Operator: Thank you. [Operator Instructions] Our next question comes from the line of Duksan Jang of – I’m sorry, of Bank of America Securities. Your line is now open.
Duksan Jang: Hi, thank you for taking my question, and good morning. So it seems like the trough is pushed out a quarter or so. Is that the right interpretation that Q2 is going to be the bottom and you’re going to see second half recovery? And alongside that in your – this quarter’s press release, we no longer see the comment that 2024 is going to be flattish year-over-year. Is that also the right interpretation that it’s going to be lower incrementally?
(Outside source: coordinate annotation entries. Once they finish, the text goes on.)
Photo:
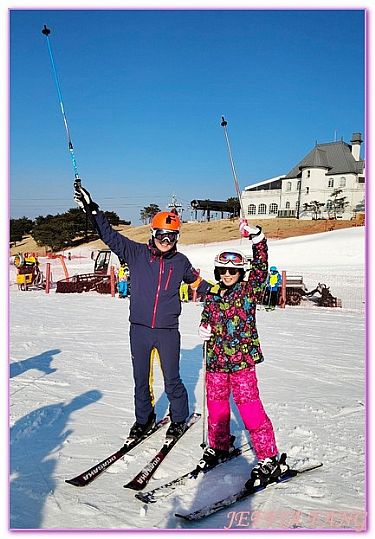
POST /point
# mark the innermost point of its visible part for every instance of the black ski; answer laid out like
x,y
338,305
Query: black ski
x,y
242,494
143,477
88,476
165,490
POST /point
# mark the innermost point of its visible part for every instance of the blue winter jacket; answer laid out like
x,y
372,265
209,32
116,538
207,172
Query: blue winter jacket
x,y
155,277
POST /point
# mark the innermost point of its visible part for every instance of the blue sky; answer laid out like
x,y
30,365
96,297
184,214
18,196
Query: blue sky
x,y
144,92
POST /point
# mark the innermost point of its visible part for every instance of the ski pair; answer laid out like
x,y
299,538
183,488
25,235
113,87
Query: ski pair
x,y
165,490
243,494
85,478
143,477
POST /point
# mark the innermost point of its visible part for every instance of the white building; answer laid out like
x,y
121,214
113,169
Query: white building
x,y
311,183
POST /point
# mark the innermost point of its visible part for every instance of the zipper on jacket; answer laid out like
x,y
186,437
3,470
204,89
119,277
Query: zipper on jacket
x,y
161,269
168,278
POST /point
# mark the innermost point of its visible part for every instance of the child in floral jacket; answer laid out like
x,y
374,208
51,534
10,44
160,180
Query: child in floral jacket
x,y
233,349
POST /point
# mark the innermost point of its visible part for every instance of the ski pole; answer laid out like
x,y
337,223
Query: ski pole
x,y
204,358
77,181
224,124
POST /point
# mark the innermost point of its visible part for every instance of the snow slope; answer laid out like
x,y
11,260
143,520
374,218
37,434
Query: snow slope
x,y
71,403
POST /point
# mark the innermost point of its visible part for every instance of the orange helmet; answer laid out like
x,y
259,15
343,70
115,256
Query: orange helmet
x,y
166,220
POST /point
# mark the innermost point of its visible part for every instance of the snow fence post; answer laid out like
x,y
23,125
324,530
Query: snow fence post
x,y
48,277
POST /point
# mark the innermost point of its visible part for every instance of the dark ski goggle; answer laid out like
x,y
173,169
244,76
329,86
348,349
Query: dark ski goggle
x,y
231,271
162,235
234,258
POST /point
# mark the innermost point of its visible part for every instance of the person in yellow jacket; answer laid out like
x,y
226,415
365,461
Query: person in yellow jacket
x,y
123,278
273,285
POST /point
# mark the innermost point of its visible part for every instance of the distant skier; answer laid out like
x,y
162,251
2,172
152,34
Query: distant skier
x,y
157,270
123,278
273,284
233,349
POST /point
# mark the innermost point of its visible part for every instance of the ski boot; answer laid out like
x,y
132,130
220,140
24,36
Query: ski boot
x,y
176,429
138,430
211,456
266,471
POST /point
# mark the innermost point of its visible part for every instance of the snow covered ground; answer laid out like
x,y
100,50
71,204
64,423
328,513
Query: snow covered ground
x,y
71,403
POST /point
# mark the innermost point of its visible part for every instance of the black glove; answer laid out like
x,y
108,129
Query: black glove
x,y
83,199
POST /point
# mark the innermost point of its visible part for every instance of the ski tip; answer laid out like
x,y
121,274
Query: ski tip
x,y
73,482
134,486
181,516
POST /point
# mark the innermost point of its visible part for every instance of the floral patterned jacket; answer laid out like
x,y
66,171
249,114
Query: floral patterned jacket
x,y
234,344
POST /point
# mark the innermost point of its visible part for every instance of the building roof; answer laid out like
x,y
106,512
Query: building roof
x,y
336,157
264,183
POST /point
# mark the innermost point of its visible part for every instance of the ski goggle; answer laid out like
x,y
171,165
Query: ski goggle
x,y
231,271
231,258
162,235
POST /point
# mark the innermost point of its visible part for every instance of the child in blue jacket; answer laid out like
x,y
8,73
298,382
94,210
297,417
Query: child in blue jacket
x,y
157,269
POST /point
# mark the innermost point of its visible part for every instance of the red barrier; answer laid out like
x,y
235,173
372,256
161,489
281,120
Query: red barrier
x,y
48,277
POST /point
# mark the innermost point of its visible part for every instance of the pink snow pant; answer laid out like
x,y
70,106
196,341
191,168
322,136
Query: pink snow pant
x,y
244,387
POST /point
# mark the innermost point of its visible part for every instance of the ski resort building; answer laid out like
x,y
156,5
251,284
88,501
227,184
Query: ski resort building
x,y
329,182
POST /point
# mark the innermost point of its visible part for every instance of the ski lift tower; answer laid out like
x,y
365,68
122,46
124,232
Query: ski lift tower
x,y
174,205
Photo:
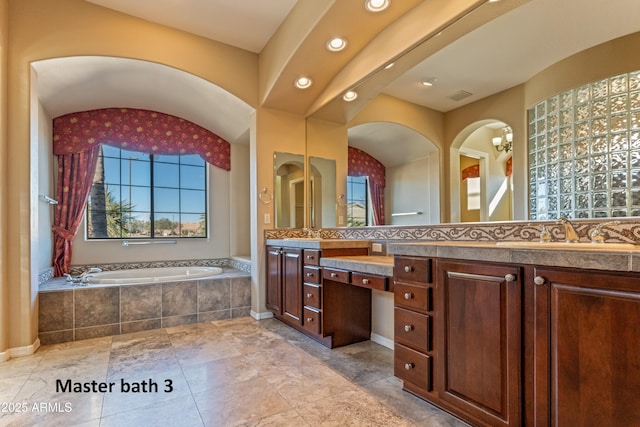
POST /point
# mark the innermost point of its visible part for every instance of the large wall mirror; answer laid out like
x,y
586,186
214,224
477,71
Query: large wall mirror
x,y
288,172
322,192
465,94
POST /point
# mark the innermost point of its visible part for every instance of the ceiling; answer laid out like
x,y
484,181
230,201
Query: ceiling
x,y
247,24
501,54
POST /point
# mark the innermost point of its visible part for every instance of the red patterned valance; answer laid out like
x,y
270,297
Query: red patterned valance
x,y
138,130
471,172
362,164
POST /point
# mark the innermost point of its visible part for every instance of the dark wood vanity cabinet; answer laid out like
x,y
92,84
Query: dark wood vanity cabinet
x,y
284,278
330,312
478,310
413,323
583,351
500,344
458,336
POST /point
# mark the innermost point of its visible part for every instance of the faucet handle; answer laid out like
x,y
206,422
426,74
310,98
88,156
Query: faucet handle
x,y
599,236
545,234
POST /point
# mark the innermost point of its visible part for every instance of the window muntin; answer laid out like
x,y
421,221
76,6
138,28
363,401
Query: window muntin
x,y
147,196
357,201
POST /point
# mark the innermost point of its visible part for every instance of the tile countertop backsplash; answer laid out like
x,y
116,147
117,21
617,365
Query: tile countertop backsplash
x,y
628,231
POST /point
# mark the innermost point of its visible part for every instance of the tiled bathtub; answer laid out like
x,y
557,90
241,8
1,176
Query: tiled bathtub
x,y
69,313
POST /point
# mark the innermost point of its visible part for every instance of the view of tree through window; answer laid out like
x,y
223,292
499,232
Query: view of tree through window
x,y
357,212
138,195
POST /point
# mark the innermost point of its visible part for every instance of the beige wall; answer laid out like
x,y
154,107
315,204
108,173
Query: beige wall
x,y
4,182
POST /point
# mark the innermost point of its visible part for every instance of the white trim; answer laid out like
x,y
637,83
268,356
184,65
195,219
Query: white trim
x,y
20,351
383,341
261,316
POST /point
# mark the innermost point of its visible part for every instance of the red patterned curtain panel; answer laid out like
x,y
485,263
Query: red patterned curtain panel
x,y
138,130
362,164
75,175
76,142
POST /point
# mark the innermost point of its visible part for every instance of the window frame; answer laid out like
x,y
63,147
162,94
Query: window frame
x,y
350,200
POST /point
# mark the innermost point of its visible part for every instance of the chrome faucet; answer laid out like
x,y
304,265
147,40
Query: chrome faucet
x,y
597,235
83,278
570,234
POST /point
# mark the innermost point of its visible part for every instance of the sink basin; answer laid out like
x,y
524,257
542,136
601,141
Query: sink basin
x,y
565,245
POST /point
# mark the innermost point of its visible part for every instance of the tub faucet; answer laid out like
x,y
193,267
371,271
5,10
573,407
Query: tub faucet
x,y
570,234
82,278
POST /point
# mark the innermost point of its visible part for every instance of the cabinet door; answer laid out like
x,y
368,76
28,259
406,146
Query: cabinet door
x,y
274,279
479,340
292,284
587,350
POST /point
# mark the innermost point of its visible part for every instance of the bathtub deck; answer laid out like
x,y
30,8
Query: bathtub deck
x,y
70,313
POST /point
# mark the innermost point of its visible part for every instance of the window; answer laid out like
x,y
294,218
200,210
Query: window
x,y
357,205
138,195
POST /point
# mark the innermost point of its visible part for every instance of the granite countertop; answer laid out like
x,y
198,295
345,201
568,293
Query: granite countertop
x,y
369,264
313,243
607,256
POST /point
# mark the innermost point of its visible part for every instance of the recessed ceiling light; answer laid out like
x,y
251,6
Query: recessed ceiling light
x,y
376,5
350,96
429,82
336,44
303,82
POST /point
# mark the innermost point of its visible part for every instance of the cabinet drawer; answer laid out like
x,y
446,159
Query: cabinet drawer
x,y
311,320
311,295
311,257
312,275
412,269
341,276
413,296
369,281
413,329
412,366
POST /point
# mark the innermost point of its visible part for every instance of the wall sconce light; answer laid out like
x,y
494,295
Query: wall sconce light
x,y
504,142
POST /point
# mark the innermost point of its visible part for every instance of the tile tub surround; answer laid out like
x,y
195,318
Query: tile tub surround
x,y
238,263
70,313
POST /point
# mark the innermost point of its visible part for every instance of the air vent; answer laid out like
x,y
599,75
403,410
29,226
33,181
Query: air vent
x,y
461,94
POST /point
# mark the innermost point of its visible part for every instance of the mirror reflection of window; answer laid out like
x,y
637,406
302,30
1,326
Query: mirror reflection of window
x,y
357,201
473,194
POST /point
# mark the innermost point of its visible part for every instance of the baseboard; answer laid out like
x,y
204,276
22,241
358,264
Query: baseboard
x,y
20,351
261,316
383,341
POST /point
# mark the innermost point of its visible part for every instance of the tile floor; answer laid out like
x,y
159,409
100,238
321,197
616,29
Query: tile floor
x,y
236,372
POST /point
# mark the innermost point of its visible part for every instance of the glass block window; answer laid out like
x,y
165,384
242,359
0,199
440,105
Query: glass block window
x,y
584,151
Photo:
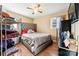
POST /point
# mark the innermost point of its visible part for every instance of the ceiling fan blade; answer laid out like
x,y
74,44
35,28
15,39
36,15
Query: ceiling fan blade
x,y
33,13
29,8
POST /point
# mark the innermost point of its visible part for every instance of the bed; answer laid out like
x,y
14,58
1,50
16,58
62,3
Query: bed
x,y
36,42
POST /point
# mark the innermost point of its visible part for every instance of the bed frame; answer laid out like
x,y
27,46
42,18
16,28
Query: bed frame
x,y
39,49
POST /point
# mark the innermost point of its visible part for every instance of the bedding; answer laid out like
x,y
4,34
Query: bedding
x,y
36,40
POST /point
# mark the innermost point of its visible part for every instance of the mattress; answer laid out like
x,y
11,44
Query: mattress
x,y
36,39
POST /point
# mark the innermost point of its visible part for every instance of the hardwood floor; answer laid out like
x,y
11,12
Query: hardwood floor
x,y
52,50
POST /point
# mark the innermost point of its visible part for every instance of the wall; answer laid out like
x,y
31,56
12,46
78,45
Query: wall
x,y
43,23
23,18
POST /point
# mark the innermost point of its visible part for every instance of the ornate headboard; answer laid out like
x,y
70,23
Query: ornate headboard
x,y
29,26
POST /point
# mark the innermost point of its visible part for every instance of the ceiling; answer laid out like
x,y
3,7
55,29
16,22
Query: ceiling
x,y
48,8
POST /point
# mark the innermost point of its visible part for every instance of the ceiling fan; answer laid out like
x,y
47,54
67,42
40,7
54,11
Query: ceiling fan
x,y
36,8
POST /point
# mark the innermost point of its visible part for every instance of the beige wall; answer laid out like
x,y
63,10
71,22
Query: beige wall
x,y
43,23
23,18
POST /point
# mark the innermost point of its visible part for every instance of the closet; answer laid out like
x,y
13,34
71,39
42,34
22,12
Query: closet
x,y
9,35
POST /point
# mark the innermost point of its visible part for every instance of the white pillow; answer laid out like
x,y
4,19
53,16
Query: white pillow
x,y
66,42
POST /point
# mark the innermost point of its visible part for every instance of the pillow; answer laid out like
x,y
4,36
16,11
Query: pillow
x,y
30,31
66,42
24,31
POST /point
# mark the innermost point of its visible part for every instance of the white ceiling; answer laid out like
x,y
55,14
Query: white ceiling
x,y
48,8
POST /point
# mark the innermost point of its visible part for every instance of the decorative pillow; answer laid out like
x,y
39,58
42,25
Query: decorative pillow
x,y
66,42
24,31
30,31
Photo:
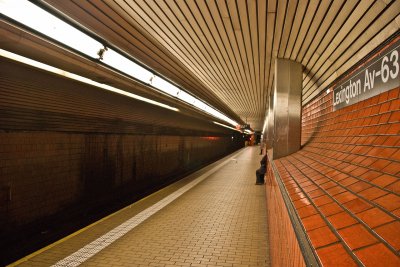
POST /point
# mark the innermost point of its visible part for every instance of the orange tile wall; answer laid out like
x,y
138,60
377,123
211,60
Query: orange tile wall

Jamie Coogan: Yes. No. So again, as we kind of said in our prepared remarks here, we do continue to expect an uptick in the second half performance for 2024, as you noted. The timing and magnitude of that is going to be difficult to predict with a level of clarity and certainty. Ultimately, we do have some second half drivers here that are going to benefit. This is the continued recovery that we’re seeing here in the general mature product technologies, and if that accelerates more, that’ll provide incremental opportunity upside, some degree of recovery in the memory. And then ultimately, and this is probably the strongest signal we have now at the continuation of strength that we’re seeing in the power markets. However, despite these items potentially driving lower expected volume than what was relative to our previous expectations, we’ve been laser focused as we noted on the call in our prepared remarks on gross margins.
And so despite lower volume, we do anticipate having higher gross margins in the period as well. Although, we are making some higher investments to support those future growth initiatives, which will help to offset or not help to, but will offset some of those gross margin gains. Russell noted, again, we’re on a run rate basis of about $1 billion coming out of the first half of the year is our expectation. With that second half uptick, we do see revenue levels increasing in that back half of the year, and then ultimately the split between that is probably a little bit more weighted towards the fourth quarter of the second half than it is the third.
Duksan Jang: Got it. Related to that, I think you answered in an earlier question that silicon carbide is actually seeing stronger demand than anticipated and China is doing well as well. So then is this incremental weakness primarily outside of silicon carbide? Is it memory and silicon in general mature node?
Jamie Coogan: Yes. So largely memory, right, is probably where we’re seeing a little bit of the – relative to our prior expectations, that’s where we’re seeing a little bit more weakness than what we had anticipated. Your note on silicon carbide continue to be strong is accurate. That continues to be strong. We expect that to be strong over the course of the year. It actually was a bright spot for us in our bookings in the first quarter was really driven largely by continued strength in the power side of the business. And as we think look at our quoting activity, we’re seeing a nice uptick in quoting activity through the first quarter time frame, which we do expect to lead to future orders for the business in the both the second quarter and the second half of the year.
Russell Low: And Duksan, just on your memory part of that question and comment, signs are very strong for a good memory year coming up in 2025. Everything we see with HBM using up capacity as consumer starts to recover, PCs recover, we would expect that DRAM and NAND will see a very strong recovery, probably the strongest recovery.